In terra ambrosiana il Carnevale dura più a lungo, è cosa nota. Mentre infatti nel rito romano la Quaresima inizia il Mercoledì delle Ceneri, a Milano e dintorni essa comincia solo la domenica successiva, quindi con quattro giorni in più di festeggiamenti carnevaleschi, che culminano nel famoso “Sabato grasso”. Un “Carnevalone”, com’è familiarmente chiamato, la cui tradizione appare antichissima, legata a precisi eventi storici, ma anche ammantata di leggende e di curiose vicende.
Tutto nasce da un diverso computo, relativamente al tempo della Quaresima, tra il rito ambrosiano e il rito romano. La questione è assai complessa, ma, semplificando, si può osservare che se si contano quaranta giorni, partendo a ritroso dal Giovedì santo, si giunge esattamente alla prima domenica di Quaresima. Questo è il computo antico e originario, conservatosi appunto nel rito ambrosiano, quando cioè la Chiesa “imitava” i quaranta giorni passati da Gesù nel deserto con altrettanti giorni di penitenza in preparazione al Venerdì santo, detto Pasqua secondo la concezione ebraica, ossia giorno dell’immolazione dell’agnello.

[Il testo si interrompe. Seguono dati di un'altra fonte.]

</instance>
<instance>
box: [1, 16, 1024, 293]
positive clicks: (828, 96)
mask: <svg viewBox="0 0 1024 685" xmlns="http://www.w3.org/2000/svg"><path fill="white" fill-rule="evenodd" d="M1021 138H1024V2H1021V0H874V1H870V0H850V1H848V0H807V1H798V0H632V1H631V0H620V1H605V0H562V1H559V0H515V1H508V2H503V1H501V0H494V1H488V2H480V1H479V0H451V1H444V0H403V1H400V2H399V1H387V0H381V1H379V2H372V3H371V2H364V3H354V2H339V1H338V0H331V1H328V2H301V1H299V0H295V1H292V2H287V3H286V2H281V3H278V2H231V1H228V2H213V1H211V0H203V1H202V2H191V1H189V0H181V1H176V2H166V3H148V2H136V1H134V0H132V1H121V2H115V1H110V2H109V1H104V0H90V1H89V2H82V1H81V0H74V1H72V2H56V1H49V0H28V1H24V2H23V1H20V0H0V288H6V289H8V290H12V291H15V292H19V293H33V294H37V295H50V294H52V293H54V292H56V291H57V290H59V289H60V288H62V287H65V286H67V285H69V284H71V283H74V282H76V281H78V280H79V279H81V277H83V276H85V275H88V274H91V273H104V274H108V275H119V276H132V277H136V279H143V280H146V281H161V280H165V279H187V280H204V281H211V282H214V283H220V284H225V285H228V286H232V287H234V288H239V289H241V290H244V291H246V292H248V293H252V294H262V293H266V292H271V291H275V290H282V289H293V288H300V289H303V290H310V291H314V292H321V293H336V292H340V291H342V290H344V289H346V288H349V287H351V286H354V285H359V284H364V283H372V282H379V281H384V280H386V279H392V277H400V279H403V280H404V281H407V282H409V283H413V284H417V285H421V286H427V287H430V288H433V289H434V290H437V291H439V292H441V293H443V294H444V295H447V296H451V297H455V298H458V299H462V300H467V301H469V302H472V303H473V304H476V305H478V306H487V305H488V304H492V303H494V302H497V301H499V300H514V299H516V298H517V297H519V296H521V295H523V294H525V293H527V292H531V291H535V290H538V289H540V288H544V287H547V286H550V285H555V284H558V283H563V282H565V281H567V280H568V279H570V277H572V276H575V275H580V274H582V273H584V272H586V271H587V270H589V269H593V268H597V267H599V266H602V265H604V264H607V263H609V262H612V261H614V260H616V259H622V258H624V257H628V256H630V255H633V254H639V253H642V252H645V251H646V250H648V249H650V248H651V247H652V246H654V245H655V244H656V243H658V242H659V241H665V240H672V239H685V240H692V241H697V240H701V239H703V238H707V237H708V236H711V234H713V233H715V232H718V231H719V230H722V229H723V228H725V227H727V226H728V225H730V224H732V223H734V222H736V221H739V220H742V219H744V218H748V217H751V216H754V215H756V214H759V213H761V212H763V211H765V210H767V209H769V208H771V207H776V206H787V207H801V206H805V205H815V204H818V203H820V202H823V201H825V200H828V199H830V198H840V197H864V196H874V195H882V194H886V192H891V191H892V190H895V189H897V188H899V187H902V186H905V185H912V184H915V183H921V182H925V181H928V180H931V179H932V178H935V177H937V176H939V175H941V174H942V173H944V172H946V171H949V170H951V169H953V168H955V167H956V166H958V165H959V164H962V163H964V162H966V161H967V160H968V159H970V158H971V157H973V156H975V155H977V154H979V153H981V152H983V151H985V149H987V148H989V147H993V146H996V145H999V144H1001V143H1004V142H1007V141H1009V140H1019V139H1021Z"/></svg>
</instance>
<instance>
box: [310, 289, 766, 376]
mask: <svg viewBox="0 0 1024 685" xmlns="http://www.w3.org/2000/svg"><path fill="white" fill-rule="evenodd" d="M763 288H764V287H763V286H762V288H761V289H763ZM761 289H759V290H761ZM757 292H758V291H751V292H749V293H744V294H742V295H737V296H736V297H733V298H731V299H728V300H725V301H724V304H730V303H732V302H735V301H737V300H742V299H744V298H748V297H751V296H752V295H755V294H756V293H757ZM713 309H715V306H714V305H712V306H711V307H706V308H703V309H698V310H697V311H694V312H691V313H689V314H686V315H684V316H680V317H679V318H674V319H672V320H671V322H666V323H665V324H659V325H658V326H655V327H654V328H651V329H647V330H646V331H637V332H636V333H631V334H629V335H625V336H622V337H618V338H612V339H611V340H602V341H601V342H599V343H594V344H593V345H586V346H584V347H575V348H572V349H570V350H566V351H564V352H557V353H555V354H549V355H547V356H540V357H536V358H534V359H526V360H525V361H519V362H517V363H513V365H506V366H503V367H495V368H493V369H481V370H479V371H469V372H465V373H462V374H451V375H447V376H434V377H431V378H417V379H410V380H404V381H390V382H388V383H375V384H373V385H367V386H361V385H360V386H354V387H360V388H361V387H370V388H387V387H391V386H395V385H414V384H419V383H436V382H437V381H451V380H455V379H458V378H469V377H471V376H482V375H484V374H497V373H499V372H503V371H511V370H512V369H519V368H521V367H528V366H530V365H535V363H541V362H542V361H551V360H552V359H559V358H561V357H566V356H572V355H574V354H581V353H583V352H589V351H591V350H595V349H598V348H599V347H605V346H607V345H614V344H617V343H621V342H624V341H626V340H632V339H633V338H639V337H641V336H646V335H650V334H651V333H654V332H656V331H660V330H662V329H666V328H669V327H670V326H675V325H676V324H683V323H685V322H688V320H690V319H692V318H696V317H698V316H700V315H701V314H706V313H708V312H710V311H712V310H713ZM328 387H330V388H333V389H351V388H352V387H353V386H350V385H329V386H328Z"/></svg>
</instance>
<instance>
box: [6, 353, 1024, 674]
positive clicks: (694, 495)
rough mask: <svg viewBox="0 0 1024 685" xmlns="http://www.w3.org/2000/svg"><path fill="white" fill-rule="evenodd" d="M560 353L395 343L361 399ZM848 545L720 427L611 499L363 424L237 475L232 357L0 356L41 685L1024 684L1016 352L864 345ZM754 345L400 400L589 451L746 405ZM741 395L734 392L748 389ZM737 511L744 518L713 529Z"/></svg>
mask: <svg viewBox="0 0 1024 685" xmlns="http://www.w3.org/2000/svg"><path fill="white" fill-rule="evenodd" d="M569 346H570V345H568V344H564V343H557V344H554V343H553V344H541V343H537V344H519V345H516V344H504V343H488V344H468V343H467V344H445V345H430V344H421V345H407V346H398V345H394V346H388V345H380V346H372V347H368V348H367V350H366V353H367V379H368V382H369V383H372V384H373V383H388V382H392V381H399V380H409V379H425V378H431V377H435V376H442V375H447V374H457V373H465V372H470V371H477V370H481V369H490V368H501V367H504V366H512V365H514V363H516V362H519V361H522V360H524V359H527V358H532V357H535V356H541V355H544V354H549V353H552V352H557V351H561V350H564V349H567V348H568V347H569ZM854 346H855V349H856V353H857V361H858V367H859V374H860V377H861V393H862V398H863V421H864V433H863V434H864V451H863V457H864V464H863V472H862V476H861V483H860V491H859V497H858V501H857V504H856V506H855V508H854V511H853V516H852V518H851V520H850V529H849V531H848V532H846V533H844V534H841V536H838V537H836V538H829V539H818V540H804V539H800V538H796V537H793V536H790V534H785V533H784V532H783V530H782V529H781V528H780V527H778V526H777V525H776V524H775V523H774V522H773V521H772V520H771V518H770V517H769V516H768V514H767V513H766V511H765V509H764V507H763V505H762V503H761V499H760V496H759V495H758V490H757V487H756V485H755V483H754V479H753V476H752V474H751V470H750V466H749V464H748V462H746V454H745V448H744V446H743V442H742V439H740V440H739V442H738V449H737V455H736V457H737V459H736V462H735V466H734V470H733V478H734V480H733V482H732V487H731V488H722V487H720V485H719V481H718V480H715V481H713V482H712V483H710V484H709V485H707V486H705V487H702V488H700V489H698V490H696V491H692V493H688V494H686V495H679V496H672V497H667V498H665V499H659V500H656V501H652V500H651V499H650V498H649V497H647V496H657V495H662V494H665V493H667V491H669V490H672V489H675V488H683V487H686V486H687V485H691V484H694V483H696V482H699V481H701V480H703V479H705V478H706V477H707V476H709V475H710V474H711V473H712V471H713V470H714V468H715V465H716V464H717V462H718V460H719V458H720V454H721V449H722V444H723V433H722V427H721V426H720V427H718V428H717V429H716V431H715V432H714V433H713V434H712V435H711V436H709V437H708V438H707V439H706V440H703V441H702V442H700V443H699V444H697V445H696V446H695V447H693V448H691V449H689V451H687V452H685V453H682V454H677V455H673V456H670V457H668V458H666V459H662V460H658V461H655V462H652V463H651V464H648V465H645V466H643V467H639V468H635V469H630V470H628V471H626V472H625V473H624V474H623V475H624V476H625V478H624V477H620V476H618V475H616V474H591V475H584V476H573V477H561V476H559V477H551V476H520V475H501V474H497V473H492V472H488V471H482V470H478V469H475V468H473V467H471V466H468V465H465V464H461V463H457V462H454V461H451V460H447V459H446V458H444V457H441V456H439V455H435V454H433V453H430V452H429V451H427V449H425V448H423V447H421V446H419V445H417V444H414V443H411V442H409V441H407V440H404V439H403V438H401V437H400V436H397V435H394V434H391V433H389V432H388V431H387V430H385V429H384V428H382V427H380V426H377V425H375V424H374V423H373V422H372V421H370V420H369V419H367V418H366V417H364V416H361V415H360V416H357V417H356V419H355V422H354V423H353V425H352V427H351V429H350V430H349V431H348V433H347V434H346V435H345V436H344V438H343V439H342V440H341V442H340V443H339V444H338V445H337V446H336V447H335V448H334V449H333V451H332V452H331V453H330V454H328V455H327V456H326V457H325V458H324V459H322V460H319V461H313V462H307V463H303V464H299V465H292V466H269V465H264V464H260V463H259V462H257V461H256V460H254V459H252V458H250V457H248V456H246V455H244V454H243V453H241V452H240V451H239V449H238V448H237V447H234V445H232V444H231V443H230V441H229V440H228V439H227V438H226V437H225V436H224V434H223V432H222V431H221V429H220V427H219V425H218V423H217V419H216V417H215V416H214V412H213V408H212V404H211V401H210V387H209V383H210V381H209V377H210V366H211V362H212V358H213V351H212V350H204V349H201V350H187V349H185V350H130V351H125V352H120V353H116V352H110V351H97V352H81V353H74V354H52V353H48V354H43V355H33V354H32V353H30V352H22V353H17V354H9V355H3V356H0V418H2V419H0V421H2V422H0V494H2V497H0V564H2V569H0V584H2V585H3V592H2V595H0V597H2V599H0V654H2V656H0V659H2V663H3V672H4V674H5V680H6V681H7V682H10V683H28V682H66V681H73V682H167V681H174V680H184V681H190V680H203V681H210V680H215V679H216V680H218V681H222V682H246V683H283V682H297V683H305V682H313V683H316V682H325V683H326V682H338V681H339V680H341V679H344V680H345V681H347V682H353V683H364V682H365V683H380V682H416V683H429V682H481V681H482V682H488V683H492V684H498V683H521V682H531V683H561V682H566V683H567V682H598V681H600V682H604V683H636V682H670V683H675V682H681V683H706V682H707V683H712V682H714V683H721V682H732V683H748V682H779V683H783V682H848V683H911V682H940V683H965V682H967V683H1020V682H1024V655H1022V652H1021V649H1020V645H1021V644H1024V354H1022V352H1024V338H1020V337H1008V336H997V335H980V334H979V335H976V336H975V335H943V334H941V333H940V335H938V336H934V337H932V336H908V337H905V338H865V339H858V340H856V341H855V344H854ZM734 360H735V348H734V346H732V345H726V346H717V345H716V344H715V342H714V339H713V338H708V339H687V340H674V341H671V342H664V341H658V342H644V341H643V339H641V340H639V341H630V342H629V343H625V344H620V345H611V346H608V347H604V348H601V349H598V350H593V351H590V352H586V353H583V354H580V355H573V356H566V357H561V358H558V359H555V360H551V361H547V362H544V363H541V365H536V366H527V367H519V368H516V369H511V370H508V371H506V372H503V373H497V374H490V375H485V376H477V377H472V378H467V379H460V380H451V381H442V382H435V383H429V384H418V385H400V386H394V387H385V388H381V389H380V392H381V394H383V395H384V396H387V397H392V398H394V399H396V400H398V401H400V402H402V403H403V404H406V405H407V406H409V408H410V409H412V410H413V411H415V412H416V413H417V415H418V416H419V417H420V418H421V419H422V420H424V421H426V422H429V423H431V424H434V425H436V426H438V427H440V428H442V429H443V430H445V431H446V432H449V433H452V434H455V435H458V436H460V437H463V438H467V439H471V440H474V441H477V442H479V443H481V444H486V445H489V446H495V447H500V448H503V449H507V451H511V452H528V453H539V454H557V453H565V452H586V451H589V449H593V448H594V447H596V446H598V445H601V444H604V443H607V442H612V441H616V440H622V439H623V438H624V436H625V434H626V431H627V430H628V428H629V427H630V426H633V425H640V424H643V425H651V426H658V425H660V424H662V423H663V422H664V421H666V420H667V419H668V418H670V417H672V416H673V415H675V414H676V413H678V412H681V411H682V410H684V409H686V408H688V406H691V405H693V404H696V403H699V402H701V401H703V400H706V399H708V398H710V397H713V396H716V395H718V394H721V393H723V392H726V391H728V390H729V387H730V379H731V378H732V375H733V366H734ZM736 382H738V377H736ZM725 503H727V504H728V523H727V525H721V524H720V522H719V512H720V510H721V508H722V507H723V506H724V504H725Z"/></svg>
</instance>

A partire dal VII secolo, tuttavia, come osservava monsignor Enrico Cattaneo, si andò affermando nella Chiesa una nuova concezione del periodo di preparazione alla Pasqua. Innanzitutto si considerò Pasqua la domenica della Risurrezione di Gesù. Inoltre all’idea di quaranta giorni di penitenza si sostituì invece quella dei quaranta giorni effettivi di digiuno dalle carni: digiuno, tuttavia, che secondo un’antichissima tradizione non si doveva praticare nel giorno di domenica. Ecco allora che partendo dal Sabato santo e contando a ritroso quaranta giorni, saltando le domeniche, si giunge a quel mercoledì “delle ceneri” che precede la prima domenica di Quaresima. Tutta la Chiesa occidentale accettò questa formula, ad eccezione appunto di quella di Milano, dove fino ad oggi si è conservata la più antica e precedente tradizione.
Ma poiché proprio a Milano si voleva tener fede al precetto di non digiunare nel giorno del Signore, come anche il santo padre Ambrogio aveva raccomandato, i milanesi conclusero che il giorno di “saluto alla carne” – tale è, infatti, l’etimologia della parola “carnevale” – era precisamente la prima domenica di Quaresima, prolungando così il carnevale ambrosiano fino alla notte tra la domenica e il lunedì…
Questa usanza tutta milanese di una “Domenica grassa” è testimoniata nei secoli da cronache e documenti. Che riportano anche i tentativi, da parte delle civiche autorità, di limitarne gli eccessi e gli abusi, come ad esempio al tempo di Ludovico il Moro, sul finire del Quattrocento.
Il lungo carnevale, del resto, attirava nel capoluogo lombardo folle di forestieri, provenienti da contadi in cui era già in vigore il periodo di digiuno e penitenza, con un notevole giro d’affari per mercanti e osterie. Una situazione che il vescovo Carlo, fautore di un radicale rinnovamento dei costumi, ecclesiali ma anche sociali, non vedeva di buon occhio. Il santo pastore, in particolare, non poteva tollerare che proprio quella prima domenica di Quaresima fosse vissuta come l’apoteosi dei divertimenti carnascialeschi…
Dal momento della presa di possesso della diocesi, dunque, il Borromeo si era adoperato perché anche quella domenica fosse cristianamente santificata, e a maggior ragione in quanto “introduzione” al tempo quaresimale. Trovando fiera opposizione non tanto nel popolo, quanto tra i nobili e i ricchi, che ormai ritenevano loro diritto organizzare anche in quella domenica pranzi, balli, cortei in maschera: proprio quelli, come scriveva un cronista dell’epoca, «che al primo dolor di ventre invocavano dal Vescovo una benedizione speciale…».
Finalmente, dopo la tragedia della peste del 1576, si giunse a una sorta di “compromesso”: la “domenica di carnevale” anche a Milano diventava domenica di Quaresima, mentre il carnevale si chiudeva in bellezza con il “Sabato grasso”. Da lassù il patrono Ambrogio certamente approvava.